普段なかなかアニメ映画は観ないのですが、友人の同行で試写会にて鑑賞。
なんかもう、忘れていた色んな感情をはちゃめちゃに刺激されてぼろぼろ泣きました。
子どもたちの爽やかな大冒険!を想定して観に行ったら、小学生が「喪失」を受け入れるための、弔いの旅の話だった。
たぶん「喪失」を経験した全ての人間は琴線を刺激されまくって泣かざるを得ない(というか喪失を経験してない人間なんかいないのでみんな泣くしかないのでは?と思う)作品。
世界はどうしたって進んでいってしまうから、喪失と折り合いを付けて生きていかなくてはいけないということ。一見大人びたテーマで、それはドライブマイカーにすら通じるものだけど、小学生にだってこういう戦いはあるんですよね。というかむしろ小学生の生きる世界からしたらより重大な問題じゃん、と。
いろいろ子どもには過酷すぎるよ、という状況が多いなと思いつつ、ただこれは彼らの精神世界を表していると思うと、まあ現実としてこういう、子どもだけで決着をつけるしかないシチュエーションがあるわけで…

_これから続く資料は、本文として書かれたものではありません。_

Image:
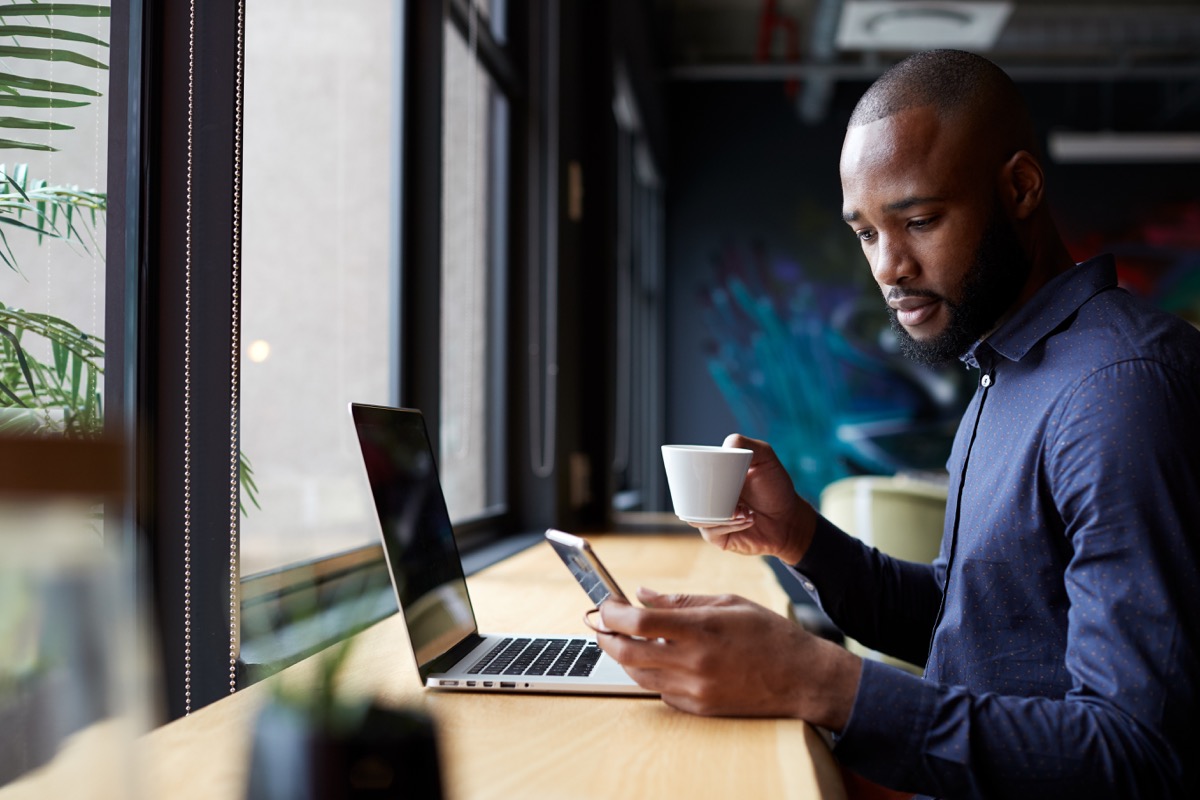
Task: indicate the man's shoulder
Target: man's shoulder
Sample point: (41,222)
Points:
(1115,325)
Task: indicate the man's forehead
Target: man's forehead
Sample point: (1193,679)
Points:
(907,134)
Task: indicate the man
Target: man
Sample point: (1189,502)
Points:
(1060,626)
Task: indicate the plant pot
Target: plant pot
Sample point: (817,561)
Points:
(390,753)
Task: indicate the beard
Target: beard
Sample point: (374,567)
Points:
(989,289)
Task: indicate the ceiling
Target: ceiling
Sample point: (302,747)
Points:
(1057,41)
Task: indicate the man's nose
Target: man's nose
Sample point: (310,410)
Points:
(893,262)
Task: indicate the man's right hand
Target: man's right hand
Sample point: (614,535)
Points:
(771,518)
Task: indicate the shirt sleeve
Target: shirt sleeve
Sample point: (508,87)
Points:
(886,603)
(1125,474)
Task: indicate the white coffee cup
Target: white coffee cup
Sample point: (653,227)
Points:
(705,480)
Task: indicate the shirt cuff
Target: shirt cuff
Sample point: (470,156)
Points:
(883,738)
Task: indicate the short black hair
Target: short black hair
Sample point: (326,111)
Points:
(953,83)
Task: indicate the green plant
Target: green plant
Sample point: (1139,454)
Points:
(58,392)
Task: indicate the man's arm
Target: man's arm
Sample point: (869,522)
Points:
(886,603)
(1122,461)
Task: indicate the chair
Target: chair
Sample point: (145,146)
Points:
(903,516)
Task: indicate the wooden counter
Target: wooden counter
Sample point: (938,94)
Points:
(516,746)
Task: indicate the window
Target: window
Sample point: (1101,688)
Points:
(318,269)
(474,251)
(54,109)
(639,420)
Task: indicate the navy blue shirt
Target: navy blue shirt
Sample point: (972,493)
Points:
(1062,617)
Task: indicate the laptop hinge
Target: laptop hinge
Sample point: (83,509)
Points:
(451,656)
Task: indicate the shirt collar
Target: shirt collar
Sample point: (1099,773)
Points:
(1050,307)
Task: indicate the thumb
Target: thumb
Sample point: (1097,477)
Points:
(652,599)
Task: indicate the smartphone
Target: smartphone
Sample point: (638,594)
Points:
(582,561)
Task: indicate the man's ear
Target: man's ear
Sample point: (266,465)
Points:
(1023,184)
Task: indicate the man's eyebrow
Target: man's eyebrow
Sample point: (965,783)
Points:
(909,202)
(899,205)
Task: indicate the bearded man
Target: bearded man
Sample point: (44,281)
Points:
(1060,625)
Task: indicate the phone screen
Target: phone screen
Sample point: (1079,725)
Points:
(582,561)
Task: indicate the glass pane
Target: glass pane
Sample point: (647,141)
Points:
(317,277)
(54,174)
(472,206)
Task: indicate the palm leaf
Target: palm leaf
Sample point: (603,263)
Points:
(49,32)
(47,54)
(45,84)
(35,125)
(27,101)
(12,144)
(51,8)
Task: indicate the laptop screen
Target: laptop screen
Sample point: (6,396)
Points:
(418,539)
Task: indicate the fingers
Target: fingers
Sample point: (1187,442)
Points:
(745,443)
(665,617)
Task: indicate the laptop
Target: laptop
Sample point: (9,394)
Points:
(431,588)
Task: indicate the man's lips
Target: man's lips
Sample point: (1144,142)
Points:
(913,310)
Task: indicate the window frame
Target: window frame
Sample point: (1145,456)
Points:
(149,181)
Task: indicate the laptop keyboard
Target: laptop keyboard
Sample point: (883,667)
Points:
(522,656)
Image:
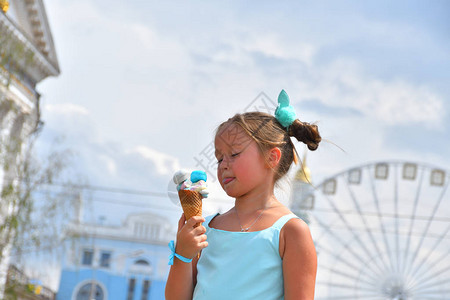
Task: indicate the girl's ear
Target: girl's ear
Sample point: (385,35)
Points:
(274,156)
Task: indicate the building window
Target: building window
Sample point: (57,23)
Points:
(409,171)
(437,177)
(90,291)
(145,290)
(105,259)
(131,285)
(329,187)
(88,256)
(381,171)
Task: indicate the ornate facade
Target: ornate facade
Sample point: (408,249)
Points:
(27,56)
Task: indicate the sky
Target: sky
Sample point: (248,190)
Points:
(144,84)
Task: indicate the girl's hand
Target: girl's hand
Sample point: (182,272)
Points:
(190,240)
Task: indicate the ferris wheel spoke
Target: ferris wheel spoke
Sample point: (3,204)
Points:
(383,233)
(383,230)
(366,226)
(348,286)
(349,276)
(435,273)
(413,218)
(397,252)
(432,286)
(427,256)
(424,233)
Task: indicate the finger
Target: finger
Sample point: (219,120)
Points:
(181,222)
(199,230)
(194,220)
(202,238)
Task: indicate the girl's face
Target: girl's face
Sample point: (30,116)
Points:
(241,166)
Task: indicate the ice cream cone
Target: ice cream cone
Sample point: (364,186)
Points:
(191,201)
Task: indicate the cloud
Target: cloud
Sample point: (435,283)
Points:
(344,83)
(165,164)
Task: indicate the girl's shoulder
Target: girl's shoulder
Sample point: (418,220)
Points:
(219,220)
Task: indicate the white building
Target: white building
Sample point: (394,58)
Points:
(27,56)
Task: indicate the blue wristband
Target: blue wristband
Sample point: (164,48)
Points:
(173,254)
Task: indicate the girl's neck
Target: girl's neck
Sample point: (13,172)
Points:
(250,203)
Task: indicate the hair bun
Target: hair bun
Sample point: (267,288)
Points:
(305,133)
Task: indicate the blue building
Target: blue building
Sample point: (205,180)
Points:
(127,262)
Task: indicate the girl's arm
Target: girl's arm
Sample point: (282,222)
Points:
(299,261)
(181,281)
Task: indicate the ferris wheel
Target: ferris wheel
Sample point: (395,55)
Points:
(382,231)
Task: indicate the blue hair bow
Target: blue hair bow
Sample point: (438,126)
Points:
(285,113)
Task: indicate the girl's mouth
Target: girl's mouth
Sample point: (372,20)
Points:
(227,180)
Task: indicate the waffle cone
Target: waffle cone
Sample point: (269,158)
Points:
(191,201)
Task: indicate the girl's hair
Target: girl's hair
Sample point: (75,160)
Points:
(267,132)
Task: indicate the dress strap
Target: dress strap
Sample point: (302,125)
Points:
(209,219)
(283,220)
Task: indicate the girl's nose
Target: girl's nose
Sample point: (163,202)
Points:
(225,163)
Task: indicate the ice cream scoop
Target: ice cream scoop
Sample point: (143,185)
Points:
(192,188)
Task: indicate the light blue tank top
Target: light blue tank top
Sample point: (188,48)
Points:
(241,265)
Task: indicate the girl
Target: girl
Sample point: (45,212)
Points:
(258,249)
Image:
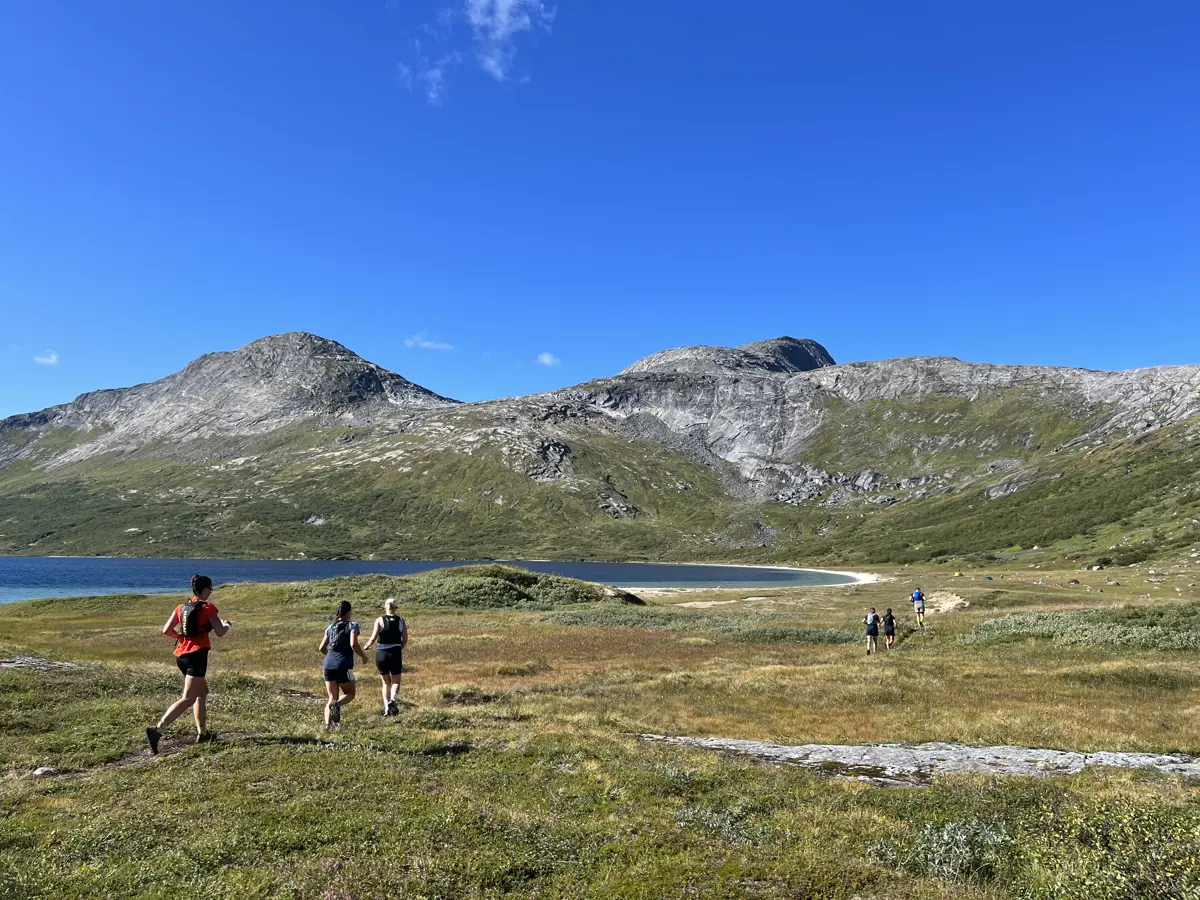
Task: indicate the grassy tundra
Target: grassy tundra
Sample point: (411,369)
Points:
(515,771)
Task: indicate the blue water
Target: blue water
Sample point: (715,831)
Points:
(28,577)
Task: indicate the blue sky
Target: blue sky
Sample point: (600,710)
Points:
(592,181)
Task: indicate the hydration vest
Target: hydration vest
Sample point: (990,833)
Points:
(340,637)
(391,630)
(190,618)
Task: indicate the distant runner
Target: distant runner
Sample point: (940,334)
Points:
(190,625)
(918,606)
(340,643)
(889,629)
(873,631)
(391,631)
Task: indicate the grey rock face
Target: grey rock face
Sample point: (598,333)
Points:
(262,387)
(761,419)
(909,763)
(781,354)
(749,414)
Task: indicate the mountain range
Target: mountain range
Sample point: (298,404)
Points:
(294,445)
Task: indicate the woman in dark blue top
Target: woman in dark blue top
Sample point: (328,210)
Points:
(340,643)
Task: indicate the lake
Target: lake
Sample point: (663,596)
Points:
(28,577)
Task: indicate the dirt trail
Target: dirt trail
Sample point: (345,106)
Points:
(917,763)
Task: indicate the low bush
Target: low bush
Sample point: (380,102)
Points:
(757,629)
(473,587)
(1163,628)
(958,851)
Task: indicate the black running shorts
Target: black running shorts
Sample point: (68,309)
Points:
(196,664)
(388,660)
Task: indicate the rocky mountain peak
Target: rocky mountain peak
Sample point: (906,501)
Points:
(267,384)
(777,355)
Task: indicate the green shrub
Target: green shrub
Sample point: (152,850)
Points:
(750,629)
(1169,627)
(958,851)
(1111,850)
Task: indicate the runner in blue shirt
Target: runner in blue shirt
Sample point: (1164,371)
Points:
(918,606)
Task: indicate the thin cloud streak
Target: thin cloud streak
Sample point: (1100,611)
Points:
(496,23)
(495,27)
(419,341)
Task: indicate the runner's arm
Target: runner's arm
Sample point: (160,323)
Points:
(219,625)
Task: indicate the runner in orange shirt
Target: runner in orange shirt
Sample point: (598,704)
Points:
(190,625)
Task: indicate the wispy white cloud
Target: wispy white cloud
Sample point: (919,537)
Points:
(431,76)
(421,342)
(493,30)
(496,23)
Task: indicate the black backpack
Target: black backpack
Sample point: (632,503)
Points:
(190,618)
(340,637)
(391,630)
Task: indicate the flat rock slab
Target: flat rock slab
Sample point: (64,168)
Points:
(916,763)
(39,664)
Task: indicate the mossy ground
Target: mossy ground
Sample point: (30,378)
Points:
(514,768)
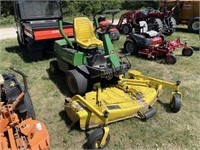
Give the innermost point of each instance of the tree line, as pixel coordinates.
(88, 7)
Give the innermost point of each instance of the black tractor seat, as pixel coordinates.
(141, 40)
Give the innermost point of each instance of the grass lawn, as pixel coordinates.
(163, 131)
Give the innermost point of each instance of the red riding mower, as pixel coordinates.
(18, 128)
(153, 45)
(156, 20)
(103, 23)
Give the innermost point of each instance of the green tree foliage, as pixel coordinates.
(6, 9)
(133, 4)
(89, 7)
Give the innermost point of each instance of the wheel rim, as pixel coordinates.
(195, 25)
(71, 83)
(129, 47)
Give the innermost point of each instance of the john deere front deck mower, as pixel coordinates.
(132, 96)
(84, 63)
(18, 128)
(86, 60)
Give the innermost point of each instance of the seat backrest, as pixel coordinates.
(1, 80)
(144, 26)
(83, 29)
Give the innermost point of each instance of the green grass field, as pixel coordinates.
(163, 131)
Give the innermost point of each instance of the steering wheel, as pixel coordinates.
(104, 31)
(95, 45)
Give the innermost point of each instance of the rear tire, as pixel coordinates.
(194, 25)
(95, 139)
(76, 82)
(127, 28)
(30, 113)
(175, 104)
(171, 59)
(54, 67)
(130, 47)
(187, 51)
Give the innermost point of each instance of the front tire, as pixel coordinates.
(155, 24)
(54, 67)
(95, 139)
(76, 82)
(30, 113)
(187, 51)
(127, 28)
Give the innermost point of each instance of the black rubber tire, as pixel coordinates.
(115, 37)
(130, 47)
(172, 23)
(155, 24)
(171, 60)
(127, 28)
(76, 82)
(194, 25)
(34, 55)
(172, 26)
(175, 104)
(95, 137)
(30, 113)
(21, 45)
(162, 37)
(54, 67)
(187, 51)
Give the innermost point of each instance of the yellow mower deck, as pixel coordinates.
(130, 97)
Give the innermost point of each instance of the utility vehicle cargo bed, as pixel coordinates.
(47, 30)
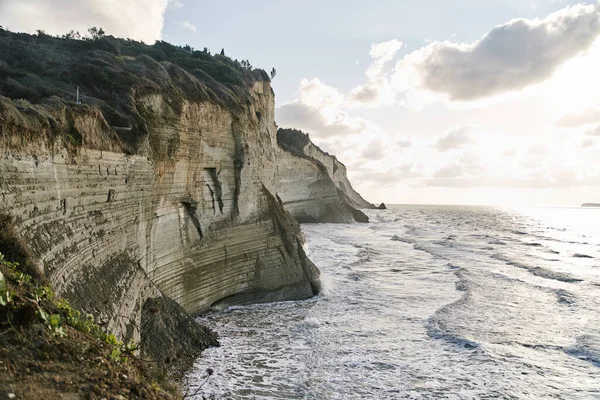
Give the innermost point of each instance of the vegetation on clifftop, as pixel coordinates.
(112, 73)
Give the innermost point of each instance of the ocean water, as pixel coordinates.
(426, 302)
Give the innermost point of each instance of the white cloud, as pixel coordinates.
(586, 143)
(587, 116)
(594, 131)
(510, 57)
(538, 150)
(456, 138)
(381, 53)
(135, 19)
(320, 110)
(189, 26)
(373, 94)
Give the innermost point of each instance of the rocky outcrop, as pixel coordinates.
(313, 185)
(164, 191)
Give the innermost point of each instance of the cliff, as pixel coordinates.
(156, 197)
(323, 196)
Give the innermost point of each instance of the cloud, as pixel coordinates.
(392, 176)
(537, 150)
(587, 143)
(382, 53)
(319, 110)
(403, 143)
(585, 117)
(456, 138)
(189, 26)
(510, 57)
(375, 150)
(135, 19)
(556, 178)
(594, 131)
(450, 171)
(375, 93)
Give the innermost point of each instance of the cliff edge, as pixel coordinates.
(156, 195)
(326, 195)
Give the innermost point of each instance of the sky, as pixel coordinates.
(430, 102)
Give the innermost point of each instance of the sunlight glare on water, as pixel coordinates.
(427, 302)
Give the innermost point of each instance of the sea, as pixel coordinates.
(425, 302)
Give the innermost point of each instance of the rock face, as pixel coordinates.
(313, 185)
(163, 194)
(190, 216)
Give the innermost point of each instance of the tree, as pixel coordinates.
(72, 35)
(96, 33)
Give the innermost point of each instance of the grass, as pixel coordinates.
(114, 73)
(48, 349)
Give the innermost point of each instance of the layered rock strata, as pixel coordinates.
(314, 186)
(191, 216)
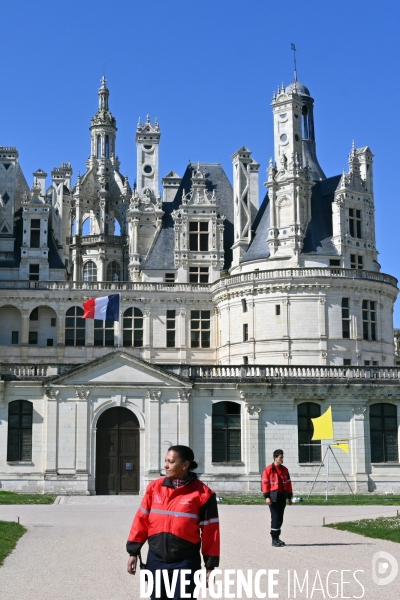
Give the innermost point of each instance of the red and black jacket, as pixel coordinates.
(177, 522)
(270, 482)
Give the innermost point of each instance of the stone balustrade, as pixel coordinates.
(306, 273)
(278, 372)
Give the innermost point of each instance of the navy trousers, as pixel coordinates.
(192, 562)
(277, 509)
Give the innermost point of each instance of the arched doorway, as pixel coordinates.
(117, 452)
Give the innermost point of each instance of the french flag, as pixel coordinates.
(104, 309)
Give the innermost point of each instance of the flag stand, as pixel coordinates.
(329, 448)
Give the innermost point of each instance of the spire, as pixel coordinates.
(293, 47)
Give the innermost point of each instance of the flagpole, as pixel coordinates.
(120, 321)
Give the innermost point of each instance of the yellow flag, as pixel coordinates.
(323, 426)
(344, 447)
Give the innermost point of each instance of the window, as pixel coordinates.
(226, 432)
(114, 271)
(383, 431)
(75, 327)
(103, 333)
(355, 222)
(170, 329)
(89, 271)
(198, 274)
(34, 316)
(356, 261)
(33, 337)
(35, 233)
(132, 325)
(311, 450)
(200, 328)
(33, 272)
(19, 445)
(369, 320)
(198, 236)
(345, 318)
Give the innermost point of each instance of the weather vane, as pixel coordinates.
(293, 47)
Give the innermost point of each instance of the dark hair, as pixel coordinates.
(185, 454)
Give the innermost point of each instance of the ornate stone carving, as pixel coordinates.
(82, 394)
(184, 395)
(253, 409)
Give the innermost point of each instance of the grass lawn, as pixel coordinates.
(384, 528)
(9, 536)
(13, 498)
(342, 500)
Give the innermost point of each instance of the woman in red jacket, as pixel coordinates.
(277, 488)
(177, 516)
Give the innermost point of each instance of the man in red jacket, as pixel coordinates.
(277, 487)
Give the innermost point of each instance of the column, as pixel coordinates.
(152, 410)
(253, 443)
(183, 422)
(51, 431)
(357, 444)
(82, 431)
(25, 326)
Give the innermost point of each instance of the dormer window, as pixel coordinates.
(198, 236)
(355, 222)
(35, 233)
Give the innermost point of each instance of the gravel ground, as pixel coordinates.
(75, 550)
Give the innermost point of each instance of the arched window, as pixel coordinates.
(305, 412)
(103, 333)
(114, 271)
(384, 432)
(226, 433)
(89, 271)
(133, 328)
(19, 446)
(75, 327)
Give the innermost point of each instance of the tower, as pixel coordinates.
(103, 128)
(147, 145)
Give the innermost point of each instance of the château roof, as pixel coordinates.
(162, 254)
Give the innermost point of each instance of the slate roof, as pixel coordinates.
(162, 255)
(319, 231)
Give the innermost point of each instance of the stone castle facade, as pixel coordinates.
(241, 320)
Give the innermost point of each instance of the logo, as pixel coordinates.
(381, 574)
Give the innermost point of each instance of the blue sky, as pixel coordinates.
(207, 70)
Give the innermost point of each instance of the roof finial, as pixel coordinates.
(293, 47)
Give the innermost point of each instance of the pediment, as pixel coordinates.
(119, 368)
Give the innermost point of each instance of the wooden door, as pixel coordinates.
(117, 452)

子どもは「辛いことがあったら大人に頼っていい」と思うべきだし、本来ならもっと大人の介入の描写があるべきだな、と思うシーンは多々あるんですが、とはいえ、大好きな思い出を過去として納得する、みたいなことはどうしたって自分で処理しなくちゃいけなくて。大人だろうと子どもだろうとそれは自力でどうにかするしかない。
そういう絶妙な通過儀礼を描いた作品で、自分もその時の辛さとか、でもほとんどは忘れてしまった当時の「執着」とか、もう色んなことを記憶の底から引っ張り出されるようで(そして気付かないうちに忘れてしまった無数の"何か"があることを思い知らされるようで)、涙が止まらず本当に大変でした。
普段なかなか縁のないジャンルですが、思いがけず大名作に出逢えてよかったです。
あとは配信もあるみたいですが、本当に映像が隅から隅までマジで美しすぎるので、劇場で観れるうちに観たほうがいいと思える作品。見え方かなり違うのでは?と思います。